Christian Baumann, Head of Value Added Services, SIX Payment Services

In today’s increasingly connected world, it is quite common for consumers to happily hand over their personal details when making a purchase. Sharing their email address or phone number to receive an electronic copy of a receipt; their home address for a hard copy of a new catalogue and even sharing information with friends– in order to earn loyalty points.

However, while this first stage of sharing details is relatively simple, what retailers choose to do with this information is what makes the difference between a flurry or ‘opt out’ responses, quick deletes and low open rates or an impressive uptake in sales. Crucially, retailers need to understand the difference between information and interaction.

Worryingly, the number of companies who see their data collection as an opportunity to send weekly or even daily messages to their clientele telling them, in essence, “We’re great!” has led to many retailers’ content being automatically directed to a junk folder or to high ‘opt out’ rates.
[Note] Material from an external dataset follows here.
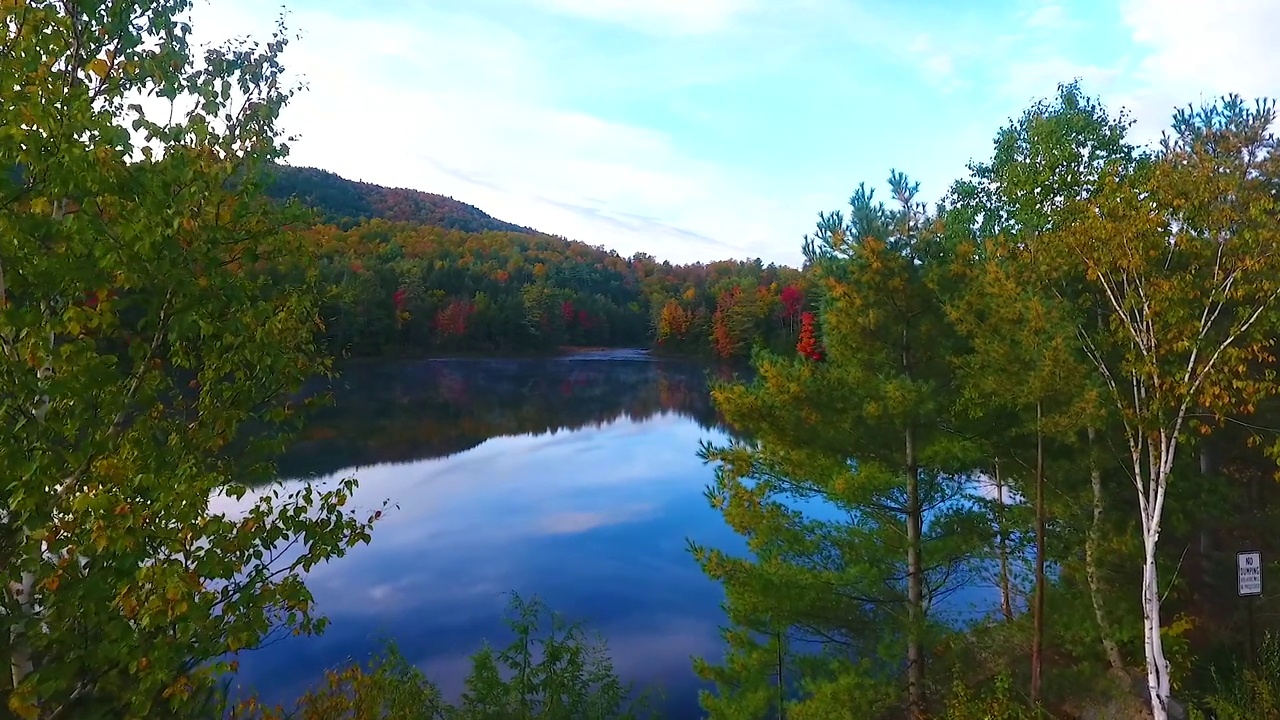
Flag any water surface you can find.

Spam is a killer for consumer trust. Simply put, customers aren’t interested in the generic information; it needs to be relevant to them as an individual. The customer needs to be able to relate to why they have received this form of communication, there needs to be a ‘call to action’ or something of special interest to them.

This is where smaller retailers are often missing out. Large merchants, by their very nature, are able to collect swathes of data from their client base about where they shop, what they buy and how often they purchase. They can then use this data to tailor messaging – offering discounts on certain garments which the customer has bought before or alerts when their favourite author publishes a new book, for example. However, for the local independent store, such data is not provided by their own systems. As soon as a customer leaves their store, or their website, they vanish.

It is here where payment processing provider partners can help. Thanks to location-based information, delivered by terminals, a provider can track a customer’s journey – which stores their visit in a certain area and at what time of the day and in what order – gathering information on the frequently visited stores and an individual’s particular spending habits. Armed with this information, smaller retailers can take advantage of location-based marketing. Messaging customers with special deals when they are in the vicinity, for example, or perhaps sending offers in conjunction with other retailers in the area.

In addition, payment terminals or ‘touch-points’ as we refer to them, can now show images and short videos. These can be used to deliver promotional material, which again, can be tailored to the individual customer using the data received from their card. To make the most of this, there is scope for retailers in certain areas to unite to share information about the customers in the vicinity and their shopping patterns.

While the larger retailers are able to monitor how a certain marketing campaign has succeeded in a specific category or region, smaller retailers do not always have access to this level of information. They can only measure the success of a campaign in their store, not on a wider scale. Again, through sharing data information, payment processers are able to provide deeper insight into how retailers perform alongside their peers – giving them an actual benchmark.

There is huge value to be found in marketing, but in order to make the most of this, smaller retailers need to combine and share data. This will lead to increased sales, improved customer loyalty and, perhaps more importantly for us all, bringing an end to the dreaded spam.